MARCHÉS AGRICOLES
Ukraine et sécheresse attisent l’incertitude
Malgré de bonnes perspectives de récolte et des prix élevés, l’envolée des coûts des intrants, conséquence de la guerre en Ukraine, place plusieurs secteurs dans une situation difficile. S’ajoute à cela la sécheresse qui pourrait toucher les céréales.
« Dans des circonstances normales, je pourrais dire que les marchés se portent globalement bien. Malheureusement, nous ne sommes pas dans des circonstances normales. » Tels ont été les propos introductifs du commissaire européen à l’Agriculture, Janusz Wojciechowski, lors de son échange sur la situation des marchés agricoles de l’Union européenne avec les ministres des Vingt-sept, le 24 mai à Bruxelles. En effet, les perspectives de production sont bonnes et les prix élevés dans la plupart des secteurs. Mais l’invasion de l’Ukraine par la Russie a rebattu les cartes en faisant s’envoler les prix des intrants (engrais, énergie et aliments pour animaux). À cela s’ajoutent les conditions météorologiques récentes, avec une sécheresse qui touche déjà de nombreux pays européens et menace de se prolonger durant l’été. « Difficile dans ce contexte de prédire avec une grande certitude comment les choses peuvent évoluer », admet le commissaire européen. Et d’ajouter que selon les dernières statistiques disponibles, l’inflation alimentaire a atteint 8,9 % dans l’Union européenne « ce qui risque d’entraîner une instabilité économique générale, car une inflation élevée et croissante est toujours compliquée à corriger ».
Les coûts des intrants
La plupart des ministres de l’Agriculture ont mentionné les coûts élevés des intrants qui ne sont pas entièrement compensés par des prix de vente plus élevés. Le secteur de l’élevage – et en particulier celui du porc – est le plus en difficulté, même si les prix de la viande sont à la hausse. « Nos informations indiquent que pour les principaux engrais azotés, les prix prévus pour les mois à venir se situeraient au niveau de l’automne 2021. C’est encore beaucoup plus élevé que la majeure partie de l’année dernière ou qu’en 2020 », a prévenu le commissaire européen. Côté oléagineux, « nos efforts pour améliorer les flux commerciaux avec l’Ukraine continuent d’assurer, bien que dans une moindre mesure, la stabilité des importations de tous les oléagineux et huiles végétales ». Et le secteur des fruits et légumes est, lui aussi, fortement touché par la crise actuelle. « Nous constatons une augmentation du coût des intrants et une disponibilité difficile de certains intrants et matériaux, ainsi que des possibilités d’exportation réduites en raison du conflit en cours », note la Commission européenne.

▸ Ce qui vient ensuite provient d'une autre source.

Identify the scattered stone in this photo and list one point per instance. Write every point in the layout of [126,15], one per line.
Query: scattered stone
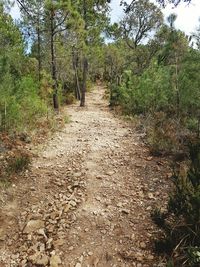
[33,226]
[55,261]
[126,211]
[39,259]
[143,245]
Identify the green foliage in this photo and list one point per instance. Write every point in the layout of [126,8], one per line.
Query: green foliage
[181,226]
[18,163]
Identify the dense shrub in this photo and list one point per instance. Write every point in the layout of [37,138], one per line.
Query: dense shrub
[181,222]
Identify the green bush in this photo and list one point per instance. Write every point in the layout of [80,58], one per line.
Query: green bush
[181,222]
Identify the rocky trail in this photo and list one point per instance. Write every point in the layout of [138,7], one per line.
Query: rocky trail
[87,199]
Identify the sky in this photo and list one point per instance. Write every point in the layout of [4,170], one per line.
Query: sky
[187,20]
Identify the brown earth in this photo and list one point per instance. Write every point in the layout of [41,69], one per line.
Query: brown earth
[87,199]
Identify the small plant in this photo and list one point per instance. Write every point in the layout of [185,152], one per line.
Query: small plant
[18,163]
[158,217]
[181,226]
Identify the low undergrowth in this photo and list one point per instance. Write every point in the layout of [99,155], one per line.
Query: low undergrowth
[180,223]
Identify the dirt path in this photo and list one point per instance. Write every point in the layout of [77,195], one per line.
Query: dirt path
[87,199]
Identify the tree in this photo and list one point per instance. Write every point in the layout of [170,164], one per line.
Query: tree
[141,18]
[94,15]
[175,2]
[32,12]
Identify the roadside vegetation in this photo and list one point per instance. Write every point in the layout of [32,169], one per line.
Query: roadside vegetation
[59,48]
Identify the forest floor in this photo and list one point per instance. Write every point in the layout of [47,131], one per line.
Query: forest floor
[87,198]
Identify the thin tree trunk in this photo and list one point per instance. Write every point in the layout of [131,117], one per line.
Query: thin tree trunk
[76,79]
[85,60]
[177,89]
[53,65]
[39,50]
[85,71]
[78,92]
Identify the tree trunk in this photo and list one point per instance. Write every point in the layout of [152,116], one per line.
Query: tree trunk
[53,65]
[39,50]
[85,60]
[76,79]
[85,71]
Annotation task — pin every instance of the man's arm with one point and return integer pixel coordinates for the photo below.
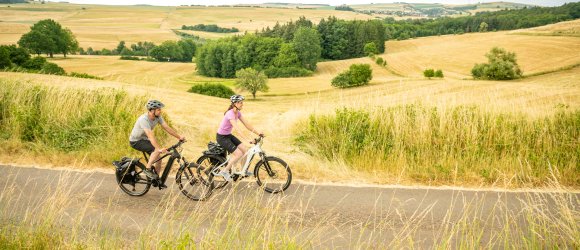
(172, 131)
(152, 139)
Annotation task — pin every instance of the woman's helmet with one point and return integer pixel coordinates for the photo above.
(237, 98)
(154, 104)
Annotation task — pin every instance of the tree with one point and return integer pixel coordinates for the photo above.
(483, 27)
(52, 68)
(188, 49)
(37, 42)
(35, 63)
(4, 57)
(287, 56)
(356, 75)
(18, 55)
(371, 49)
(307, 44)
(251, 80)
(67, 42)
(48, 36)
(167, 51)
(120, 47)
(502, 65)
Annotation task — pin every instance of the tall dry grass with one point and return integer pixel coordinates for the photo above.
(462, 144)
(89, 124)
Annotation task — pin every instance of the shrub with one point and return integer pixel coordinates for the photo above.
(371, 49)
(502, 65)
(380, 61)
(356, 75)
(134, 58)
(84, 75)
(35, 63)
(429, 73)
(212, 89)
(273, 72)
(52, 69)
(252, 81)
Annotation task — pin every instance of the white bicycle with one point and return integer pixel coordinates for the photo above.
(272, 173)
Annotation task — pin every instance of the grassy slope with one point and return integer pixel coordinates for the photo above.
(293, 99)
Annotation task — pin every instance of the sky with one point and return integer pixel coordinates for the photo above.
(330, 2)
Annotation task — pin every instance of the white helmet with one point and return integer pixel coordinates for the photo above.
(237, 98)
(154, 104)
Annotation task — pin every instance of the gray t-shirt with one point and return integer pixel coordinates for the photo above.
(143, 122)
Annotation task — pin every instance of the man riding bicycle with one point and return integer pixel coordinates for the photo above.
(143, 139)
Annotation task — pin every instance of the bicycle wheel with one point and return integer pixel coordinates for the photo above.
(190, 185)
(138, 184)
(206, 163)
(273, 174)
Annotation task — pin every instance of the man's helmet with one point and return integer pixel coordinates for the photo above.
(154, 104)
(237, 98)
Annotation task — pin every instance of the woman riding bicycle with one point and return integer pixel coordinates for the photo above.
(228, 141)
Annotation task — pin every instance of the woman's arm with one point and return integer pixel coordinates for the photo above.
(249, 126)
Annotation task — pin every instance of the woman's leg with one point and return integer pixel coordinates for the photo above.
(236, 155)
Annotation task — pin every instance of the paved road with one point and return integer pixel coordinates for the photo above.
(326, 216)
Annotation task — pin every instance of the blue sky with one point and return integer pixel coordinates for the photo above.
(331, 2)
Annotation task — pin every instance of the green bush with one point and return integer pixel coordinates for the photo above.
(356, 75)
(371, 49)
(212, 89)
(134, 58)
(84, 75)
(52, 69)
(273, 72)
(502, 65)
(35, 63)
(380, 61)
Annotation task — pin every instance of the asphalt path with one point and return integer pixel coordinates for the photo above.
(322, 215)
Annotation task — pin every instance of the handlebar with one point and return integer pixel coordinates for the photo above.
(258, 140)
(178, 144)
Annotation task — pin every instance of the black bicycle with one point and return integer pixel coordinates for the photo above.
(133, 180)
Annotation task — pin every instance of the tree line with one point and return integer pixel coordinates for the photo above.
(290, 50)
(495, 21)
(210, 28)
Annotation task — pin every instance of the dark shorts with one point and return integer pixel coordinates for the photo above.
(143, 146)
(229, 142)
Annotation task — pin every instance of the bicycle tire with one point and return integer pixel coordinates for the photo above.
(207, 163)
(140, 178)
(270, 183)
(190, 185)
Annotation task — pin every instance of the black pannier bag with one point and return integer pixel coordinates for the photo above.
(125, 170)
(215, 149)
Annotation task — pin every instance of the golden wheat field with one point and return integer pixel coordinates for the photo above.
(293, 99)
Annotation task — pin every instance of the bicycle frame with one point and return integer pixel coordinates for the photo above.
(173, 155)
(250, 154)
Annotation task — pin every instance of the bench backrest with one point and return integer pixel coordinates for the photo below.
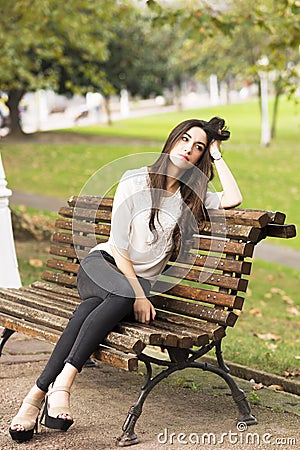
(207, 285)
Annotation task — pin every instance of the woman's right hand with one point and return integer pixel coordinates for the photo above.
(143, 309)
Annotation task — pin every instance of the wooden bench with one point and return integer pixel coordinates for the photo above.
(192, 315)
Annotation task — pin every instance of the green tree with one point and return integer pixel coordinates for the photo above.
(50, 44)
(229, 38)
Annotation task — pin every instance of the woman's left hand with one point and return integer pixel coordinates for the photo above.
(214, 150)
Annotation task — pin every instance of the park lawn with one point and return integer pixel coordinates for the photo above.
(268, 177)
(266, 335)
(270, 309)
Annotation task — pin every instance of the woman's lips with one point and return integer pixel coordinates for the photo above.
(184, 157)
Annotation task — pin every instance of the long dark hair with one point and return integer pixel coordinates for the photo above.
(193, 183)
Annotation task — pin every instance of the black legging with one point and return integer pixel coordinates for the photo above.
(108, 298)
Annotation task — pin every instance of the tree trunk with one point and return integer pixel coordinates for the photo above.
(14, 98)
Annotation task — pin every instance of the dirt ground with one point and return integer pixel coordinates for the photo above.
(102, 396)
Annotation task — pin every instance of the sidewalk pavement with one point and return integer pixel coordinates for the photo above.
(101, 398)
(265, 251)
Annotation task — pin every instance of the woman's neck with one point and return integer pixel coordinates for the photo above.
(174, 174)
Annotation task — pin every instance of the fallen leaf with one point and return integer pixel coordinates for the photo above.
(286, 373)
(36, 262)
(258, 386)
(287, 300)
(256, 312)
(267, 336)
(293, 310)
(276, 387)
(270, 346)
(277, 291)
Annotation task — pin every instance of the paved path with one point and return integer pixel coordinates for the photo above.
(102, 396)
(265, 251)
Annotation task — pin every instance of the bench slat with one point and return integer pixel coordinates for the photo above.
(65, 266)
(59, 278)
(231, 231)
(197, 338)
(82, 227)
(246, 216)
(125, 361)
(32, 315)
(91, 202)
(224, 246)
(56, 289)
(274, 216)
(143, 332)
(124, 343)
(254, 218)
(209, 278)
(206, 296)
(197, 310)
(46, 298)
(29, 328)
(218, 263)
(281, 231)
(92, 215)
(212, 330)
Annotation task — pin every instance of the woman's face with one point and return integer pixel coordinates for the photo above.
(189, 148)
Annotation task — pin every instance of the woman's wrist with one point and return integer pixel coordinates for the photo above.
(216, 154)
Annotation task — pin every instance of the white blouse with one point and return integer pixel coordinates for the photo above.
(130, 223)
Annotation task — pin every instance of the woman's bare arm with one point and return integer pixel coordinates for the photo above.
(144, 311)
(231, 194)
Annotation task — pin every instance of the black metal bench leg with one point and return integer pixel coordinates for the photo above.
(238, 394)
(129, 437)
(4, 337)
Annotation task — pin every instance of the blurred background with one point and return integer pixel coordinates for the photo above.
(87, 83)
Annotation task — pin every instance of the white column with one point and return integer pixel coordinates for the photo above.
(124, 103)
(9, 273)
(214, 89)
(265, 125)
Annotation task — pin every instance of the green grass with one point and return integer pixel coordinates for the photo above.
(268, 177)
(271, 307)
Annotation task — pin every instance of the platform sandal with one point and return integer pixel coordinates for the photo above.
(26, 421)
(50, 415)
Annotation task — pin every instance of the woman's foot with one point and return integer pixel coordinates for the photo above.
(57, 411)
(24, 423)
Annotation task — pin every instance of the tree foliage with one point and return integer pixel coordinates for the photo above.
(46, 43)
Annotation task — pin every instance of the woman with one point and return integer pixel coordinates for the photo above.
(156, 209)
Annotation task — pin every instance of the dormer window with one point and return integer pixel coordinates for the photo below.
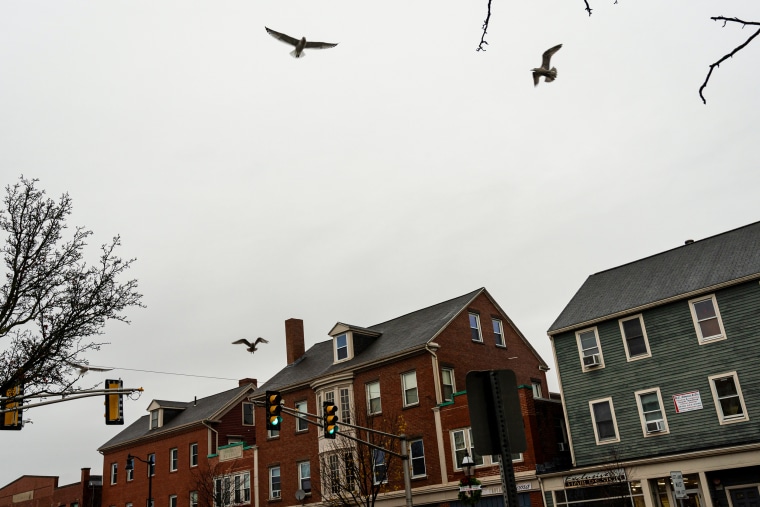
(341, 347)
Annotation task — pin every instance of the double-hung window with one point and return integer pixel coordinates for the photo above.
(447, 384)
(651, 413)
(634, 337)
(374, 406)
(194, 455)
(341, 347)
(477, 335)
(275, 490)
(417, 458)
(589, 348)
(304, 476)
(728, 398)
(603, 417)
(409, 385)
(173, 459)
(498, 332)
(706, 317)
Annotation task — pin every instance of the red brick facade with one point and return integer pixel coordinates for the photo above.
(429, 419)
(43, 491)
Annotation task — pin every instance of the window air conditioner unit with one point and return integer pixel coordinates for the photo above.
(591, 360)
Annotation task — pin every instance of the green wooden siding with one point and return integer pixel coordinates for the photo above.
(678, 365)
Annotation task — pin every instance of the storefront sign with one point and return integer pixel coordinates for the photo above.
(595, 478)
(686, 402)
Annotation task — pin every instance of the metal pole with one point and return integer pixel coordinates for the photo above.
(506, 468)
(407, 475)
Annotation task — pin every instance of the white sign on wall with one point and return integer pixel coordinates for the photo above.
(686, 402)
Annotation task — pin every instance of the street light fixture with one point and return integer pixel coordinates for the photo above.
(151, 461)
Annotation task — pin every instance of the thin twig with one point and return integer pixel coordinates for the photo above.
(732, 53)
(485, 29)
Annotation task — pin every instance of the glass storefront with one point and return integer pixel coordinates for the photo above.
(616, 494)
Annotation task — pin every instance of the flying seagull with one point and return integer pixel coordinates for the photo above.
(300, 45)
(549, 74)
(84, 368)
(251, 346)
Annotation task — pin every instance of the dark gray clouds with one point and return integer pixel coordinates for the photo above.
(394, 171)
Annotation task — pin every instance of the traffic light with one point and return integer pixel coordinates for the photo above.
(330, 419)
(12, 420)
(114, 403)
(274, 407)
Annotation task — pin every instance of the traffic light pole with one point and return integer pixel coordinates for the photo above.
(403, 455)
(73, 395)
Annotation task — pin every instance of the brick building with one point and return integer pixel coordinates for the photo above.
(406, 374)
(43, 491)
(178, 437)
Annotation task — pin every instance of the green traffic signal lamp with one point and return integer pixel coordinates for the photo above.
(330, 419)
(273, 408)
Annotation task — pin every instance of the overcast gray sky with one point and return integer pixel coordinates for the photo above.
(400, 169)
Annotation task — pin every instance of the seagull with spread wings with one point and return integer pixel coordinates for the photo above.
(251, 346)
(544, 70)
(299, 44)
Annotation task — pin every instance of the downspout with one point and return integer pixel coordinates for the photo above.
(215, 441)
(433, 347)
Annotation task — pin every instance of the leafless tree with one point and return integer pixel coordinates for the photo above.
(725, 57)
(354, 471)
(52, 302)
(732, 53)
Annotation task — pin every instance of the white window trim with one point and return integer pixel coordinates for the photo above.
(272, 495)
(411, 458)
(501, 333)
(190, 460)
(453, 382)
(628, 357)
(349, 347)
(591, 404)
(643, 420)
(598, 345)
(480, 326)
(173, 463)
(403, 389)
(379, 397)
(722, 419)
(698, 328)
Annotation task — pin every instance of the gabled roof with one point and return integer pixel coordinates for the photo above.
(210, 408)
(402, 334)
(397, 336)
(701, 266)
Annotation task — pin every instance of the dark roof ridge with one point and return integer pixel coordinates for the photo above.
(448, 301)
(692, 242)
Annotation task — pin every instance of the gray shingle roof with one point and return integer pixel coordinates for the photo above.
(682, 271)
(405, 333)
(202, 409)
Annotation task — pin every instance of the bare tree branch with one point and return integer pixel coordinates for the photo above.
(51, 299)
(732, 53)
(485, 29)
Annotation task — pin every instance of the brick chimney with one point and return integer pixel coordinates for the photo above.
(294, 339)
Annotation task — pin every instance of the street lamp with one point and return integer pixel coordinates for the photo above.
(150, 462)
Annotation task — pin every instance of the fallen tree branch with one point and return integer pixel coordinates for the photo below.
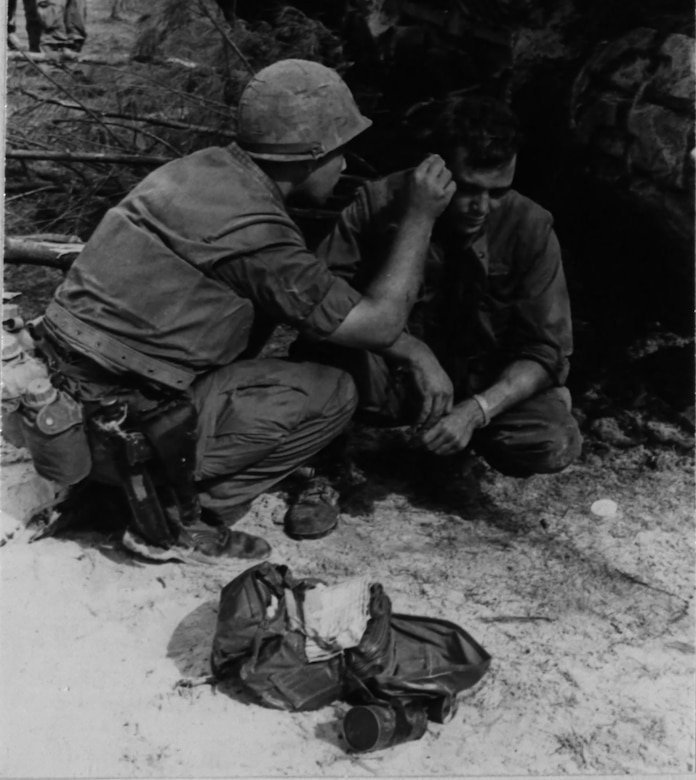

Prévisions de récolte revues à la baisse
Pour les céréales, les conditions météorologiques sont préoccupantes. La Belgique a présenté une note aux ministres de l’Agriculture dans laquelle elle s’inquiète de l’absence de précipitations ce printemps. « La situation est proche de celle qu’ont connue les agriculteurs en 1976 en termes de déficit pluviométrique cumulé au cours des 90 derniers jours », souligne la délégation belge, qui met en garde contre « une détérioration de l’état des cultures vivrières et de la disponibilité des aliments pour le bétail, avec des baisses généralisées de productivité ». Elle demande à la Commission européenne « d’explorer les possibilités de dérogation à certaines exigences de verdissement ». Des inquiétudes reprises par une douzaine de délégations. Les prévisions de production de maïs de l’Union européenne restent, pour l’instant, à un niveau record. Mais le commissaire européen a convenu que les prévisions météorologiques suscitent désormais des inquiétudes : « Malgré le bon état des cultures en avril, la sécheresse qui a sévi dans la plupart des pays de l’Union européenne en mai a déjà eu des répercussions négatives sur les cultures d’hiver dans un certain nombre d’États membres. La période de sécheresse pourrait entraîner une révision à la baisse des potentiels de rendement de certaines cultures, surtout si ces conditions persistent ». Il est trop tôt pour en quantifier avec précision les impacts potentiels. « Je peux vous assurer que la Commission européenne suit de près la situation », n’a pu que conclure Janusz Wojciechowski, qui a déjà proposé ces derniers mois de nombreux instruments de gestion de crise.